The first English club to adopt shirt sponsorship was Kettering Town, who debuted their kit featuring the logo of local company Kettering Tyres in a Southern League Premier Division match against Bath City on 24 January 1976. Opposition from the Football Association meant the logo was soon dropped, but in the next season, with the support of Derby County and Bolton Wanderers, Kettering Town successfully convinced the FA to allow shirt sponsorship.

Shirt sponsorship was adopted by Exeter City in 1984 when LCD Advertising appeared on the club’s shirts. Their next shirt sponsor was Facer Books (1988-1989), followed by local electrical engineering company T.A.J. Hibberd (1989-1992).
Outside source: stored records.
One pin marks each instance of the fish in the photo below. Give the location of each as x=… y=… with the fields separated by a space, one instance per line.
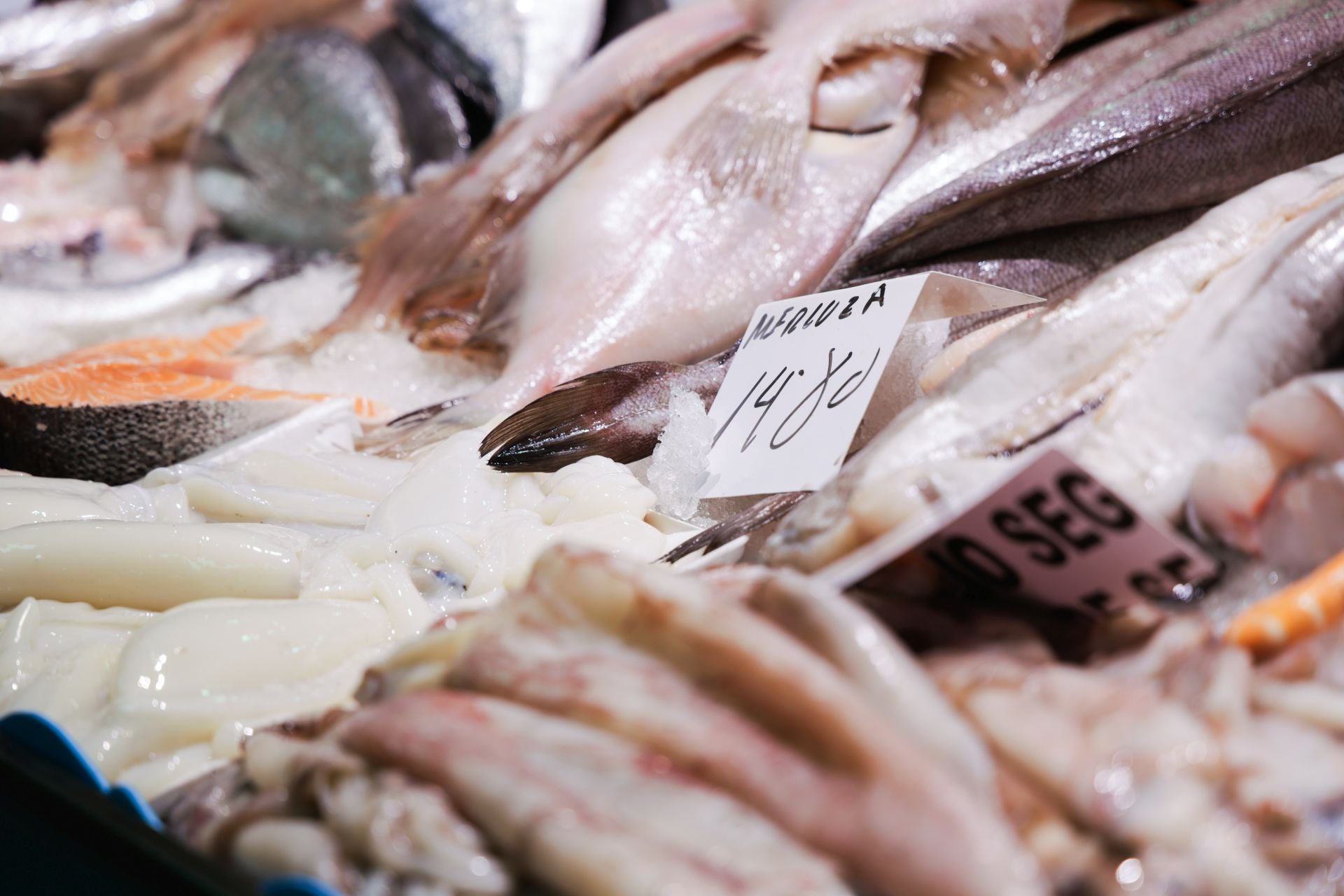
x=1233 y=817
x=302 y=140
x=151 y=105
x=113 y=413
x=432 y=115
x=458 y=218
x=1275 y=488
x=1203 y=115
x=724 y=164
x=641 y=707
x=622 y=413
x=965 y=121
x=503 y=58
x=1179 y=342
x=76 y=316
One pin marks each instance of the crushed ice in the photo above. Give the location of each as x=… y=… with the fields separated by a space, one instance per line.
x=678 y=470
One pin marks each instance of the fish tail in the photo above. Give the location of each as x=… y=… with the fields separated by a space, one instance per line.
x=1294 y=613
x=422 y=428
x=619 y=413
x=761 y=514
x=409 y=242
x=749 y=141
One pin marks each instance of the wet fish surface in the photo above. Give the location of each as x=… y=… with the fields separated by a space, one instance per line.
x=302 y=139
x=1136 y=378
x=444 y=237
x=86 y=315
x=1246 y=93
x=715 y=168
x=113 y=413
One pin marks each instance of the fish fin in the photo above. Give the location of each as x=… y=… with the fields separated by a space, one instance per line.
x=761 y=514
x=749 y=140
x=589 y=415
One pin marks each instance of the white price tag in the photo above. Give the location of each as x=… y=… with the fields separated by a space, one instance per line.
x=1050 y=532
x=806 y=372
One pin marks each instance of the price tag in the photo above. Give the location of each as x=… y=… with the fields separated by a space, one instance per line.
x=806 y=372
x=1050 y=532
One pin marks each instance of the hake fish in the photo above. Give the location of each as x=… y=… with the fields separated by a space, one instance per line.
x=1253 y=89
x=76 y=316
x=711 y=191
x=1136 y=378
x=441 y=237
x=304 y=136
x=622 y=412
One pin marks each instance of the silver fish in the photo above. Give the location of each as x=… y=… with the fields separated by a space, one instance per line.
x=507 y=57
x=710 y=192
x=302 y=137
x=964 y=125
x=1250 y=90
x=444 y=237
x=36 y=316
x=620 y=413
x=1136 y=378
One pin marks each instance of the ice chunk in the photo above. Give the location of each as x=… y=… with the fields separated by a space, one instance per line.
x=679 y=466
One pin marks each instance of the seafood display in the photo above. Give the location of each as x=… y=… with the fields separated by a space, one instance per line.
x=366 y=410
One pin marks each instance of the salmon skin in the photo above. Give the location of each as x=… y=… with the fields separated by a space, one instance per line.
x=113 y=413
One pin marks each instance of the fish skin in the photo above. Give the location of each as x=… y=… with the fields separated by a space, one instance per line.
x=619 y=413
x=711 y=190
x=962 y=127
x=115 y=412
x=1100 y=348
x=432 y=115
x=120 y=444
x=151 y=105
x=1148 y=146
x=507 y=57
x=419 y=242
x=588 y=421
x=304 y=136
x=86 y=314
x=80 y=36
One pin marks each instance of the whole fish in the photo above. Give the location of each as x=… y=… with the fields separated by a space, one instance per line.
x=1249 y=92
x=711 y=191
x=432 y=113
x=504 y=57
x=965 y=122
x=417 y=242
x=1136 y=378
x=41 y=316
x=302 y=137
x=1276 y=488
x=622 y=413
x=151 y=105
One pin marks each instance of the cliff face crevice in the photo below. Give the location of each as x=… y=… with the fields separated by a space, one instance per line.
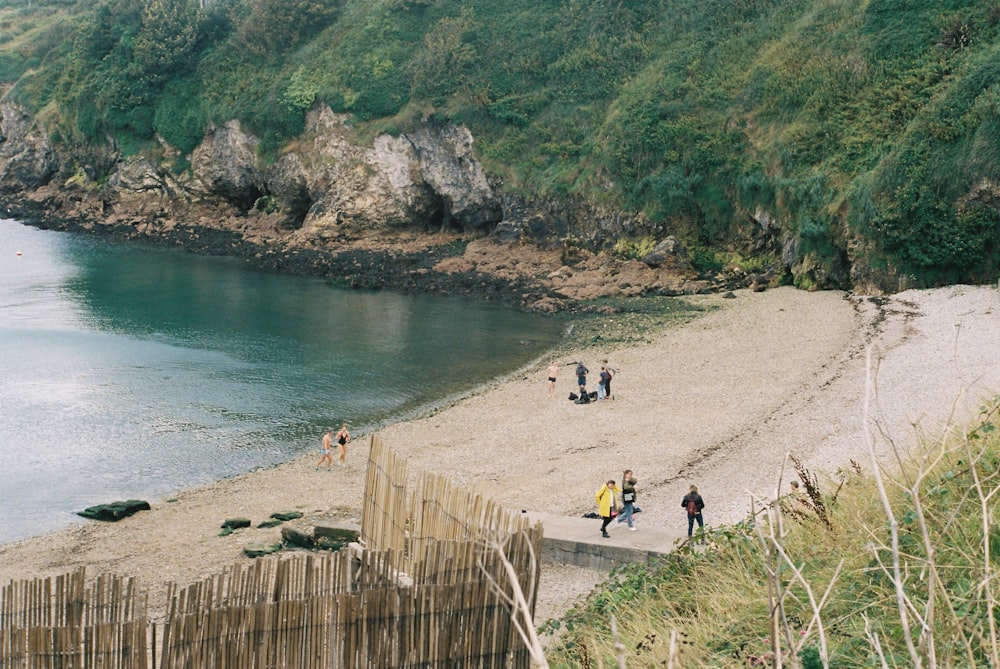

For the 1992-1993 season Carling appeared on Exeter’s shirts, before local company, ALC Windows, who remained as shirt sponsors through to 1997, replaced them the next season.

Sponsors between 1997 and 2001 included Concept Incorporated and Exeter Healthcare, and from 2001 the builders’ merchants Jewson appeared on the Grecians’ shirts. In 2003 they were replaced by Flybe, who had just become Exeter’s main sponsor and are still the club’s shirt sponsors, and who, having appeared on the kit for 14 years are one of the most long standing sponsors in the football league.   

In all, the items mentioned in this article are just a few examples of advertising and sponsorship over the years at Exeter City, but there are hundreds if not thousands more that have associated themselves with the club over the years. However from a heritage point of view any one of them can have value, as triggers that remind us of different eras in not only the club’s past but also the history of the City and our culture.